Впрочем, и у нашего Фомки сердце тоже не камень; хоть и не у себя в деревне, а все где-нибудь по соседству найдется и для него зазноба. Отчего иной раз не потешить себя, не покрасоваться, когда не пройдет ни одна девка без того, чтоб не взглянуть на него и не закрыть своего лица вплоть до глаз рукавом рубашки или ситцевым передником.

Стал Фомка мудрить: спознался с писарями-бахвалами и сам незаметно сделался хватом. На первый грош зеркальце купил и увидел, что уж порядочный пушок на обеих губах показался. Стал он и ус свой, и бороду холить: на первый случай, когда пушок стал виться немного, обрил он его, по совету приятелей, в той надежде, что волос скорее полезет. Скоро он и до настоящей бороды дожил. Бросил Фомка стричь волоса в скобку: спереди пустил на всю вольную волю, а сзади подстриг их казачком-лесенкой, и затылок ему писаря выбрили гладко-нагладко. Попались кой-какие деньжонки; он купил гребешок медный и повесил его на гарусный пояс; что ни снимет шапку, то и причешется, что ни соберется куда — вымоется. Стал он молодцом, и увидели девки, что едва ли Фомка не пригожее всех в деревне: и лицо кругло и румяно, а кудри и курчавая кругленькая бородка — только бы, кажется, ему и годились и на девичью погибель выровнялись.

— Никак Фомка-то сорвиголова Лукерью полюбил, — толковала одна соседка-оржанушка другой.

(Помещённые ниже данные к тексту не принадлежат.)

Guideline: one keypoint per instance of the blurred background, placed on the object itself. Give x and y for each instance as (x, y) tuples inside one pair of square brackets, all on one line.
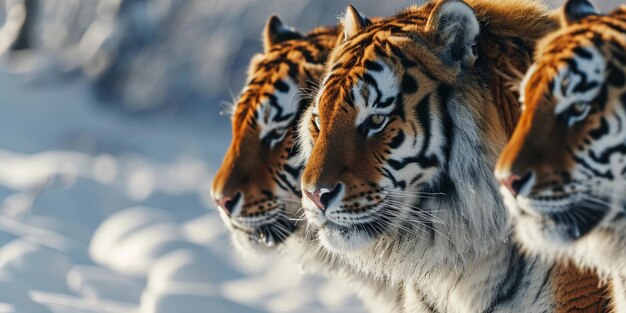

— Нет, дева, давно бросил, теперь с писарем Григорьем Аннушку сомущают. А все оттого, дева, что пригляден пострел.

— Чванлив только, кормилка, бахвалить стал. А попробуй что не по его сделать, откуда супротивности наберет.

— Уж и ребята-то наши хороши, только и живут Фомкиным разумом, словно нет своего. Что тот ни молвит, то и ладно.

— А будет он на поседках?

— Кто его знает? Вишь, в соседскую деревню повадился: свои, толкует, надоели. А что мы станем делать, коли не придет к нам, — другие ребята и потех не сумеют придумать. Им одним, по правде сказать, и вечеринка-то наша стоит.

Так ли, не так, а девки говорили правду. Фомка с товарищами повытеснил передних — старших ребят — совсем из избы. Иные оженились и бросили поседки, часть разбрелась в другие хорошие места, а и остался кто, так очень немного, да и тот присоседился под Фомкину власть и руку; только старичок чванился немного, а во всем слушал молодого и ему подчинялся. Без Фомки теперь не ладилось дело: ни песня не запевалась, ни пляска не подымала пыль от полу до полип, и ряженые не плясали бы в избе, если б Фомка велел притворить двери и не пускать никого из посадских. Ссору ли затеет кто из захожих, Фомка сразу опешит его:

— Ты не очень гордобачься; не трогай девку; садись на свое место. Наша девка — не ветошка; а мы тебе укажем, где раки зимуют.

Беда, если гость скажет супротивное слово. Слово за слово, и чем он занозистее, тем и противники горячей.

— Убирайся вон! — кончает Фомка, — нам либо ссориться, либо драться. Лучше уходи подобру-поздорову, да другой раз и глаз не кажи. А упираться стал?.. Хватайте его, ребята, да в шею и спину! Там лестница кочковата для его милости — так свету не давайте, а пусть приглядится пристальнее сам. Укажи ему носом, как хрен копать.